Liverpool and Chelsea both spent huge in the January transfer window of 2011 - Both have been flops but who has been worse?
It provided a superb memorable deadline day's entertainment two years ago - but for fans of Liverpool and Chelsea the results since have been no laughing matter.
Andy Carroll is looking like a purely disastrous buy - £35 million Kenny Dalglish elected to spend on the striker, a transfer budget the Reds could only dream of this transfer window.
That money of course came because they sold Fernando Torres to Chelsea for £50 million, and the pressure was on to quell the fans wrath by buying a replacement.
Carroll was the flavour of the month at the time and Liverpool got suckered right in. He is currently on loan at West Ham on their treatment table having scored just once this season and is not expected to return until the end of the month. Right now it looks as though Liverpool would be fortunate to get £10 million for him.
While the football world is likely pretty united in agreement Carroll's transfer to Liverpool has been a monumental failure - Fernando Torres switch to Chelsea has been arguably more ruinous.
Torres' poor form since arriving at Stamford Bridge has overseen the sacking of three talented managers, and Chelsea fail to win a Premier League title since his arrival.
First to go was Carlo Ancelotti, the 2010 double winner, fired because he couldn't get Torres and Drogba firing in unison. His replacement Andre Villas-Boas tried but struggled to get Torres anywhere near his best, and also ended up getting the chop.
Roberto di Matteo may have won the Champions League, but this season became exasperated with Fernando Torres to the point he dropped him in their crunch game with Juventus. Chelsea lost and he was fired within hours.
Now up is Torres' former boss Rafa Benitez - If anyone can get the best out of him then its him - If he can't then its pretty certain the Spaniard is a lost cause.

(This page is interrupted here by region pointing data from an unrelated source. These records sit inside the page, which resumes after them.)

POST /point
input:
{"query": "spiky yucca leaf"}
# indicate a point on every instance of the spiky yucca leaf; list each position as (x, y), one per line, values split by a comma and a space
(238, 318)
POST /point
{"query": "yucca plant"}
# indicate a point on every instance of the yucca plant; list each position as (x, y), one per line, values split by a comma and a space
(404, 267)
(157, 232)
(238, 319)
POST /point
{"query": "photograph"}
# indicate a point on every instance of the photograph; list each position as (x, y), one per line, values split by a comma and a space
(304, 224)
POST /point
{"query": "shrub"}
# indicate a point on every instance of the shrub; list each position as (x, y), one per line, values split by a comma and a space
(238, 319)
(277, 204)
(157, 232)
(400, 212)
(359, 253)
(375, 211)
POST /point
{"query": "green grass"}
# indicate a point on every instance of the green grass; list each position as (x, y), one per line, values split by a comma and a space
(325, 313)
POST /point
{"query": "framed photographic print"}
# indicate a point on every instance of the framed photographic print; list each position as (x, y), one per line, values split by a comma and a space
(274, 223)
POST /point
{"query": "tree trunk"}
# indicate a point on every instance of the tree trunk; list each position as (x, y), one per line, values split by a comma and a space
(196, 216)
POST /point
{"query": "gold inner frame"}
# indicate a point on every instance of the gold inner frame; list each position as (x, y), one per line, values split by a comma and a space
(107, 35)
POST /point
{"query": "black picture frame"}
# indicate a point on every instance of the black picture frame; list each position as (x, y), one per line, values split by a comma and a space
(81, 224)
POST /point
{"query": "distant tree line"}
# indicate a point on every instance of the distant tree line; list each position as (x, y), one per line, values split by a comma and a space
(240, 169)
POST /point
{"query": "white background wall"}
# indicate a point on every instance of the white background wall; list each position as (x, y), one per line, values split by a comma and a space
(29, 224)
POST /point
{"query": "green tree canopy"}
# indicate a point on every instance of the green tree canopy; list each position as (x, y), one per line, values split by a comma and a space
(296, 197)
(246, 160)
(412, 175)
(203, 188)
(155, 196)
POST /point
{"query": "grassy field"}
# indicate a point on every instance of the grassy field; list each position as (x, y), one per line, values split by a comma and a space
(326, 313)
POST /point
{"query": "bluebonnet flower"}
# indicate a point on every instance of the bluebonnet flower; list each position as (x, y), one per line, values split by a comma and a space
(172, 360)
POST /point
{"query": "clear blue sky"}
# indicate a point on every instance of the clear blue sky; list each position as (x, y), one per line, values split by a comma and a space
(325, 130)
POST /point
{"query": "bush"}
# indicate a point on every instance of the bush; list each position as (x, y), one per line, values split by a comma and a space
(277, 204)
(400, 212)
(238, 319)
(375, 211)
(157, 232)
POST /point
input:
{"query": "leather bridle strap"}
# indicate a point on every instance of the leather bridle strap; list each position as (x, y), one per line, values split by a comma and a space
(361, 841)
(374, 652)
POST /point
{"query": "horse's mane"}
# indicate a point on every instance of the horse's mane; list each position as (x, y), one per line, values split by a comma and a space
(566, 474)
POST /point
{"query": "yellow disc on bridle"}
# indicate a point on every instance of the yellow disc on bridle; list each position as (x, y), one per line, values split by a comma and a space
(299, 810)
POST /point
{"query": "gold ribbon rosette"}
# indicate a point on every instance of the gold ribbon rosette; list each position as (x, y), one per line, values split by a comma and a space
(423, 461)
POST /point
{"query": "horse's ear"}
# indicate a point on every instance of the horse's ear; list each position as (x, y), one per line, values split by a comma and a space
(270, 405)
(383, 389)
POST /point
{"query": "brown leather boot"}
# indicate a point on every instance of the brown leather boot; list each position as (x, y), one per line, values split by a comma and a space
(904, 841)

If the performance against QPR was anything to go by, the future is bleak for Torres and Benitez. If Torres doesn't buck his ideas up then Rafa will likely be out on his ear come May, a fourth manager to take the brunt of his poor form.
And that is why Torres is a more costly failure than Carroll. Not only was he more expensive, but he arrived with a greater reputation and has been a larger disappointment.
Chelsea's staunch commitment to him through his inconsistency is hampering the club, and has seen three bosses sacked and you wouldn't bet against a fourth.
Perhaps it wouldn't be so bad if he didn't show the odd flash of his old self. At least Carroll has been consistently poor - Torres flattering to deceive just gets everybody's hopes up, and makes his inevitable return to his mediocre form even more difficult for fans to stomach. And with the arrival of BA who have already opened his Chelsea account with two goals, the future is really bleak for the Chelsea No.9.
Who has been the worst buy? Carroll or Torres?